Each detection carries the bounding-box vocabulary – x, y, w, h, rect, area, integer and sub-pixel centroids (cx, cy, cxf, cyf) – and the four detected corners (corners). The identification fields follow: id is the numeric ID within the family (0 – 586 for TAG36H11), family is the numeric family constant, and name is the family name as a string.

The match-quality fields are what an application uses to filter detections. decision_margin is a 0.0 – 1.0 confidence score; higher is better, and filtering out detections below decision_margin > 0.1 cleans up most spurious hits at no cost. hamming counts the bit errors the decoder accepted for this tag – lower is better, 0 meaning a perfect decode. goodness is a historical image-quality metric the current decoder no longer computes; it is always 0.0 and can be ignored.

7.28.3. Pose from intrinsics¶

The transformative feature of find_apriltags(), the one that justifies AprilTags as the robotics fiducial of choice, is that the method can recover the tag’s 6-DoF pose in the camera frame directly from the detected corners and a small set of calibration intrinsics. The intrinsics are the camera’s X and Y focal lengths in pixels (fx, fy) and the optical centre in pixels (cx, cy), all four of which the application measures once with a calibration procedure and hard-codes thereafter.

When the intrinsics are supplied, the returned AprilTag populates its x_translation, y_translation, z_translation fields with the tag’s position relative to the camera, and x_rotation, y_rotation, z_rotation (and the duplicate rotation for symmetry) with the tag’s orientation. Without intrinsics, all six fields are 0.0 and the application is responsible for any pose estimation it needs.

The translation fields are reported in tag widths: the decoder treats the tag as 1 unit wide, so the application multiplies each translation by the physical width of the printed tag to get metric distances. A tag printed at 100 mm across and reporting z_translation = 8.3 is 830 mm away from the camera; the same tag printed at 50 mm across at the same distance would report z_translation = 16.6. The rotation fields are in radians and need no scaling.

The pose estimate is the basis for a wide range of robotics applications: docking a robot to a charging station marked with a tag, following a printed waypoint trail, recovering the camera’s own pose from multiple known tags in the environment. A camera that knows the intrinsics, sees a tag, and has a real-world position for the tag has, by the same arithmetic, a real-world position for itself.

7.28.4. When to pick which¶

QR codes and AprilTags solve different problems. The choice between them comes down to what the printed symbol carries.
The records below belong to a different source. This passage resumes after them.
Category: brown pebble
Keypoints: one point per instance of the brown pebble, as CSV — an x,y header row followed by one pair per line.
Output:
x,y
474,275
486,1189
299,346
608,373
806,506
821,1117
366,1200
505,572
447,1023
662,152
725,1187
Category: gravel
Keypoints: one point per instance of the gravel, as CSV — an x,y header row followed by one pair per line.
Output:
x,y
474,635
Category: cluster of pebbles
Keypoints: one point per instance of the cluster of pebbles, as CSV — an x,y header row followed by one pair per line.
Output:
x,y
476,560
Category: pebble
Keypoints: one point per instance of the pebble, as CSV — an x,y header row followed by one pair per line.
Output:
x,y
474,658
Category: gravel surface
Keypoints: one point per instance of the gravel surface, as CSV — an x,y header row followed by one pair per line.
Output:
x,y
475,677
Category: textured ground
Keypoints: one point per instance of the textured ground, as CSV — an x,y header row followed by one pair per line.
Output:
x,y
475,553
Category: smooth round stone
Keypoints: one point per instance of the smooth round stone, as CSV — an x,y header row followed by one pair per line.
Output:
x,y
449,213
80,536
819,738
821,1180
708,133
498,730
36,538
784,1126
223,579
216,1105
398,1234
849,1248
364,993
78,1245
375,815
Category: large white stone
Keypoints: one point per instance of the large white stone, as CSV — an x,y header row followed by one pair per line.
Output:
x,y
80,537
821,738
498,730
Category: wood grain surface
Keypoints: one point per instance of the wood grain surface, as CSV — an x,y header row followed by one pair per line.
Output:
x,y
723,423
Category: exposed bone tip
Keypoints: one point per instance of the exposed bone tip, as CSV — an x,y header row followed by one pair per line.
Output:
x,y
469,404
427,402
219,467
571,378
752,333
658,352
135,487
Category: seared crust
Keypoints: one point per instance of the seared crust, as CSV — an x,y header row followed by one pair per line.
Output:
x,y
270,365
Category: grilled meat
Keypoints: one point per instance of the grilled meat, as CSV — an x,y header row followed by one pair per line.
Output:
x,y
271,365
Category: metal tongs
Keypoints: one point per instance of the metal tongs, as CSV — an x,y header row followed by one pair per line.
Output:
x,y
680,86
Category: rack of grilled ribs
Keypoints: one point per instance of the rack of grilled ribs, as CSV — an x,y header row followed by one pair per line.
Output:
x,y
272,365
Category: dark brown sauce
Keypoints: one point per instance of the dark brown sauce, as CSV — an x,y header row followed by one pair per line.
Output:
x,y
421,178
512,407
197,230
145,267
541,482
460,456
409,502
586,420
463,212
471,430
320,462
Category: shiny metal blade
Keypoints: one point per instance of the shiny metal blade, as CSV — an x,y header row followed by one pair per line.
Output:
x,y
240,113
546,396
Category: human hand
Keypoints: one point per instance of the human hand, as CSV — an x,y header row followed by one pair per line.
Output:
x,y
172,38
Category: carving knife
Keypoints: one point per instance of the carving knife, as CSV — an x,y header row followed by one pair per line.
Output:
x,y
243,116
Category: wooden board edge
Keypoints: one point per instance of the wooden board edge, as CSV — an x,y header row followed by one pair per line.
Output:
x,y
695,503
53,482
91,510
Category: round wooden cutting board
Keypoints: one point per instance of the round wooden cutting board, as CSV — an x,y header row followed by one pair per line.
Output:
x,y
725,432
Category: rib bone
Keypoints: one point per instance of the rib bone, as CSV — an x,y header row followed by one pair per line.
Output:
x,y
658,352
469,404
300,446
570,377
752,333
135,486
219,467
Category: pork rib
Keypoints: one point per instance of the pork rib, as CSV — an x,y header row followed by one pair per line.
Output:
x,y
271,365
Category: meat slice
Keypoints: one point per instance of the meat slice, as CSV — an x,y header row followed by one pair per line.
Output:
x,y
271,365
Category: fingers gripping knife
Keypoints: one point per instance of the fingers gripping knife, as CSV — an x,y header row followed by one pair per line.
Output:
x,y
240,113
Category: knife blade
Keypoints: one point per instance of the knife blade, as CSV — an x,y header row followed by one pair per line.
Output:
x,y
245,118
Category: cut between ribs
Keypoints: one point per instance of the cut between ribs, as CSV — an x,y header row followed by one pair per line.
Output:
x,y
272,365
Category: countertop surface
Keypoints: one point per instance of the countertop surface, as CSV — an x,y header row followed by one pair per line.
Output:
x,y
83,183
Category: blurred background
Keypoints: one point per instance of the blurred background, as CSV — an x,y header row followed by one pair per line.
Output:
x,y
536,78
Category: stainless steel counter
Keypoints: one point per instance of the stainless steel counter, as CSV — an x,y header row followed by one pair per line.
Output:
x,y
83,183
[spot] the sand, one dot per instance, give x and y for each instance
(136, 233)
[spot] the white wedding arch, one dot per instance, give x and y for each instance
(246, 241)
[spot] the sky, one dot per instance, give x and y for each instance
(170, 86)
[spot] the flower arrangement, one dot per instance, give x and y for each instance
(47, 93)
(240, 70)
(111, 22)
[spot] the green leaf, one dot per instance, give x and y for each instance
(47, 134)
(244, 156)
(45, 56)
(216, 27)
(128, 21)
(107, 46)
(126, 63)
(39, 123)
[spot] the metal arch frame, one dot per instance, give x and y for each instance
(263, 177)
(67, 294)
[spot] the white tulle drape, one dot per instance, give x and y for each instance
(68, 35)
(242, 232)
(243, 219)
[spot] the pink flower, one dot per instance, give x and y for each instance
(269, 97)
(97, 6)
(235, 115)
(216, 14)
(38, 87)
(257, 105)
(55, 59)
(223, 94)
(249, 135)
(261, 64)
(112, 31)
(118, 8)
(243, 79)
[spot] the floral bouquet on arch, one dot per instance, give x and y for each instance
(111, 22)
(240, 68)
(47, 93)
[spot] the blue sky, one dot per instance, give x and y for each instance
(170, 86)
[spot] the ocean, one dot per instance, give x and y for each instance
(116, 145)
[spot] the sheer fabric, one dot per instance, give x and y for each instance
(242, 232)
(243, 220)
When the application needs to carry arbitrary data through the printed symbol – a URL, a serial number string, a contact record – the QR code is the right choice. Hundreds of bytes fit in a modestly-sized code, the encoding is public and supported on every smartphone, and the decoder copes with rotation, moderate damage, and oblique angles.

When the application needs a small ID read continuously from a distance with optional pose – a fiducial on a moving robot, a calibration target in a room, a docking marker on a charging station – the AprilTag is the right choice. Hundreds of IDs are plenty for the use case, the Hamming code recovers from bit errors that would defeat a QR code, and the pose estimate is free once the intrinsics are calibrated.

Some applications use both: an AprilTag marks a known location and an associated QR code (printed alongside) carries the metadata about what that location means. The two detectors run independently on the same frame and the application correlates their bounding boxes to match each tag to its companion code.